The same operation with Synapse took one hour and 5 seconds, or 3605 seconds:
That is about twice as long.
Now I count the number of entries again and make an aggregation query on the Parquet data. As with the CSV dataframe, I do this with Spark SQL and create a temp view from the dataset beforehand.
The query took 38.29 seconds with Databricks:
The same operation at Synapse took 10,279 seconds:
The aggregation query on the Parquet data took Databricks 2.72 minutes, or about 163 seconds:
The same operation at Synapse took 4 minutes and one second, or 241 seconds.
Finally, I do the tests with the Delta format.
With Databricks I write the CSV data frame to a new location in the Delta format, which took 42.99 minutes, or about 2579 seconds:
Again, the same operation in Synapse; the data was written as a delta in 1 hour, 5 minutes and 31.85 seconds, making about 3932 seconds:
Counting all entries in delta format took 1.16 seconds with Databricks:
Synapse counted the entries in delta format in 10.3 seconds:
The coronation now again comes in the form of the aggregation query.
Databricks entered the race with 2.62 minutes (157 seconds):
Synapse Analytics took a little more time with 4 minutes (240 seconds):
Below is a summary of the results:
Partly, the results have to do with the fact that different Delta versions and/or Spark versions were used.
And what do these results say? Well, I wouldn't choose these numbers as the sole basis for deciding on one technology or another.
For example, I am not 100% sure that the nodes (VM's) used are comparable. They may have the same amount of RAM and vCPU, but everything else is uncertain.
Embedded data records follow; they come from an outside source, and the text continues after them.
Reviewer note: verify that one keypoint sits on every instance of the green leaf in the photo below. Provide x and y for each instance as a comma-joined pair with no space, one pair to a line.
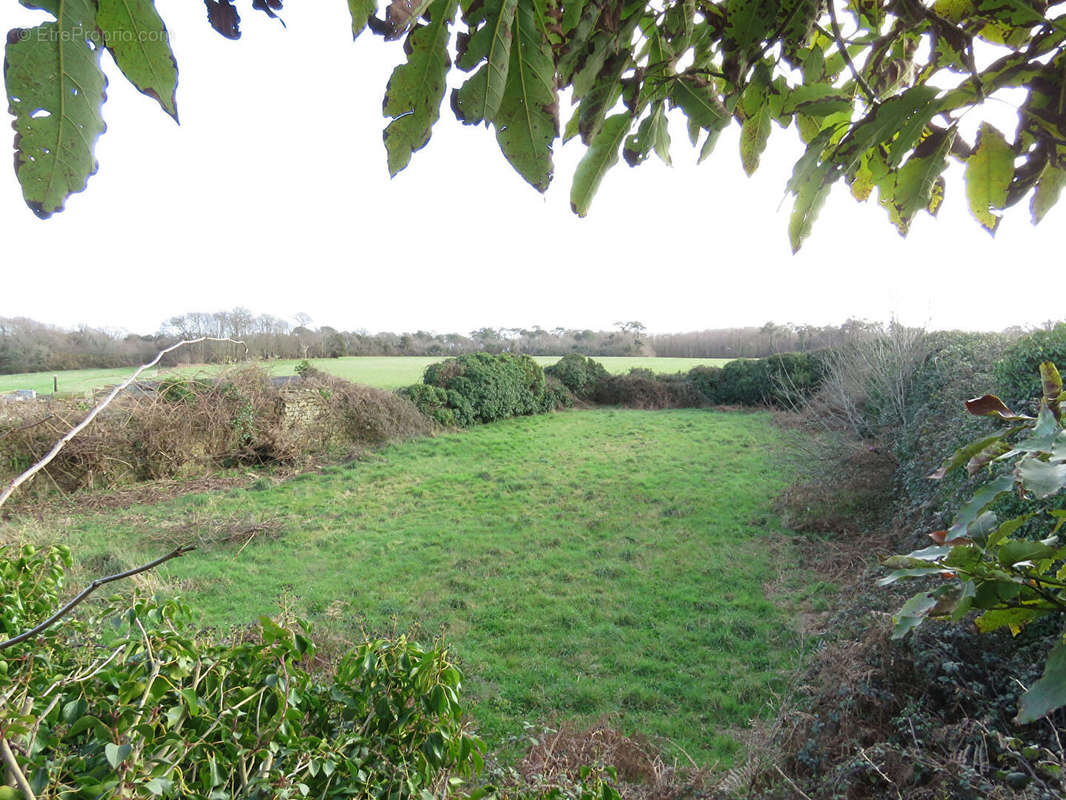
964,454
754,134
817,99
810,197
416,89
1013,618
652,133
1021,549
988,174
527,122
480,97
1040,477
1048,189
1044,435
913,613
55,91
989,405
972,508
884,124
136,38
1049,692
601,156
699,101
360,11
910,188
116,753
For the test results, I took the results from the first query in each case. If you run the same operation several times, either one after the other or at different times of the day, you will get different results.
Furthermore, the same software versions were not used. Spark 3.0 at Synapse and Spark 3.1 at Databricks.
The underlying Spark engines also differ.
It would be interesting to repeat the test at a later date when Synapse also uses Spark version 3.1.
Addendum (June 2022): As of April 2022, Synapse Analytics offers Spark version 3.1. Version 3.2 is currently in the beta phase.
As mentioned at the beginning of the article, both technologies are under active development. There is a fast pace being set by both Databricks and Microsoft with which new features and optimisations are being implemented. In half a year, the comparison will already look a bit different. In a year's time, the landscape will certainly have changed considerably. In any case, I am very curious to see what cool developments we can still expect on both sides.
Personally, I don't have a favourite yet; depending on the application and project, I use one or the other service.